A photo posted by @dansdeals on

So, was it worth it? First, Daniel didn't get to throw out the "actual" first pitch. That honor went to former Indian great Jim Thome (some things even an inordinate amount of loyalty points can't buy).

While the cost was steep, the moment ephemeral, I'd say—heck, yeah—it's worth it. Especially for an Indians fan (full disclosure, I am not one). This is a moment in time that may never come around again, and to be part of it, in some way, is a true experience.

I just used that omnipresent hospitality buzzword—experience. HOTEL MANAGMENT editor-at-large Glenn Haussman recently wrote about this experience phenomenon; namely, that hoteliers use it far too often to describe something that, on face value, is not an experience, but mundane. Preparing your own waffle makes not an experience. Throwing out a first pitch at Cleveland's most important baseball since 1948 does.

The SPG Moments program is known to give SPG members once-in a-lifetime experiences and VIP access to premiere sporting events, concerts, culinary experiences, and more.

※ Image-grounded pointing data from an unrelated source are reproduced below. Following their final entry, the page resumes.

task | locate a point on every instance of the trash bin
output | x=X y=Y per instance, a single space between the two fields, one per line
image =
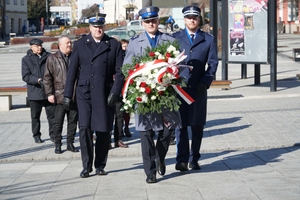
x=296 y=54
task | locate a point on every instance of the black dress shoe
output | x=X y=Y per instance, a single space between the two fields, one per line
x=38 y=139
x=151 y=178
x=172 y=142
x=194 y=165
x=52 y=138
x=127 y=132
x=100 y=171
x=84 y=173
x=57 y=149
x=70 y=147
x=161 y=167
x=181 y=166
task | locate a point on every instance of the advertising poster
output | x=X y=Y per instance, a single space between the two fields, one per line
x=239 y=21
x=248 y=21
x=237 y=6
x=237 y=45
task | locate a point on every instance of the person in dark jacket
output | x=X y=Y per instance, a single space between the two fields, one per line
x=55 y=76
x=200 y=49
x=33 y=65
x=95 y=59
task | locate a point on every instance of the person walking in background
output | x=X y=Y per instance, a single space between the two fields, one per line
x=119 y=115
x=150 y=122
x=95 y=60
x=171 y=21
x=55 y=76
x=33 y=65
x=200 y=49
x=126 y=115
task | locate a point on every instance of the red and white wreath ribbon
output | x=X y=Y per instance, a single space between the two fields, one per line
x=172 y=62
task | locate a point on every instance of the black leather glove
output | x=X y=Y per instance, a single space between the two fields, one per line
x=112 y=99
x=201 y=87
x=68 y=103
x=42 y=84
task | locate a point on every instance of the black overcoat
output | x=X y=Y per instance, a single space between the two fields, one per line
x=94 y=67
x=201 y=52
x=33 y=69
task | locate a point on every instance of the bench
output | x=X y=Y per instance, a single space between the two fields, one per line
x=224 y=84
x=6 y=96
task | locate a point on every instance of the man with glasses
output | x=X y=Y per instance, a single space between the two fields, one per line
x=95 y=60
x=200 y=49
x=33 y=65
x=150 y=122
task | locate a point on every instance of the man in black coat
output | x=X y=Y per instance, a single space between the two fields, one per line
x=33 y=65
x=55 y=76
x=95 y=59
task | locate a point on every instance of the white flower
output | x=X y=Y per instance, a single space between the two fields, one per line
x=171 y=48
x=142 y=89
x=131 y=90
x=145 y=98
x=161 y=57
x=166 y=80
x=161 y=88
x=147 y=73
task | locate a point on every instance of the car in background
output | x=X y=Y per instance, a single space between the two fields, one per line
x=132 y=29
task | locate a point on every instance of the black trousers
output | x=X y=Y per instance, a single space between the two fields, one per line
x=150 y=151
x=119 y=121
x=36 y=107
x=87 y=148
x=59 y=117
x=182 y=141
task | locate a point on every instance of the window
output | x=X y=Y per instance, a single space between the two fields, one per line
x=130 y=13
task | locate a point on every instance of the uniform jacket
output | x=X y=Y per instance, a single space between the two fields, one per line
x=55 y=76
x=137 y=46
x=32 y=70
x=201 y=52
x=95 y=68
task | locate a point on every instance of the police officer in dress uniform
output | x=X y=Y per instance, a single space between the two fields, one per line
x=150 y=122
x=96 y=57
x=200 y=49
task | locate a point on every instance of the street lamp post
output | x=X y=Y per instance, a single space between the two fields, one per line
x=47 y=11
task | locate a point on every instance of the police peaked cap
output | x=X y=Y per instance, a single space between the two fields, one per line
x=150 y=12
x=35 y=41
x=97 y=20
x=191 y=11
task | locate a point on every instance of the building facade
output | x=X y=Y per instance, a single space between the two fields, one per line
x=15 y=16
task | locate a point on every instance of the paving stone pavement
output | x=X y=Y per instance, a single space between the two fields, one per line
x=250 y=148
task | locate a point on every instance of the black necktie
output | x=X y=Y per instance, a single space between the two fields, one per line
x=192 y=37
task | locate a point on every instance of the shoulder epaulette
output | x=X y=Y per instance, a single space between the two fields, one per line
x=133 y=38
x=80 y=37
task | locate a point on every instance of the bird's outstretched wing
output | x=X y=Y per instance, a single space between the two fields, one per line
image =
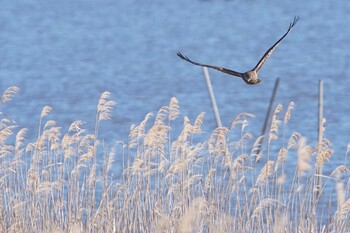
x=270 y=50
x=227 y=71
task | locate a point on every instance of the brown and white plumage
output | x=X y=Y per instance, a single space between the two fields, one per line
x=251 y=76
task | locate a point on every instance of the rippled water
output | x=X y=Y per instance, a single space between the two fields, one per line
x=65 y=54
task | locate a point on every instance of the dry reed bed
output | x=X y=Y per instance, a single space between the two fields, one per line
x=56 y=184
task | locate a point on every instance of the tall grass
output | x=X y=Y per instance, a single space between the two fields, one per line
x=168 y=183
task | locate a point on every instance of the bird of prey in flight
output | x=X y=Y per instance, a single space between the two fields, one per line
x=251 y=76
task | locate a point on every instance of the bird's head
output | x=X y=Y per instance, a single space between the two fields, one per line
x=251 y=77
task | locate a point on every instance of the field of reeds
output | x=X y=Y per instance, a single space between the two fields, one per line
x=66 y=182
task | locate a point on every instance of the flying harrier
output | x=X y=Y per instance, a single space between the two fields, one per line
x=250 y=77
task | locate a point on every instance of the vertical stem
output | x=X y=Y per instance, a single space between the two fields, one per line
x=320 y=135
x=269 y=112
x=212 y=97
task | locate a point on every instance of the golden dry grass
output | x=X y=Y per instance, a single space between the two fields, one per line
x=167 y=184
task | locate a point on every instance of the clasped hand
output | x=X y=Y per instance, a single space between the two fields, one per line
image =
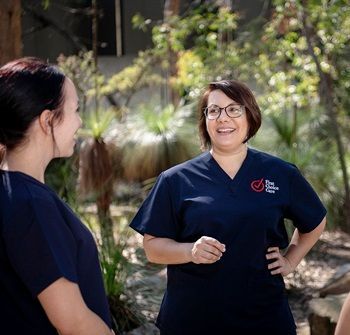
x=206 y=250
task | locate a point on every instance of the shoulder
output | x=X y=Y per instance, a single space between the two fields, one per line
x=188 y=166
x=20 y=192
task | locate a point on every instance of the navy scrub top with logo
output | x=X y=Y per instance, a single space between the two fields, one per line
x=237 y=294
x=41 y=240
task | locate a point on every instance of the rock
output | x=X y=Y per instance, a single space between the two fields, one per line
x=339 y=283
x=324 y=314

When hoteliers talk about experiences, they should be touting their loyalty programs that offer real experiences, ones that will always be remembered, ones that offer total recall, ones that you can tell your grandchildren about and never get tired of re-telling the story.

Daniel Eleff got that. I'm saving up my SPG points, too—after all, the Baltimore Orioles will—I pray—one day make it back to the World Series.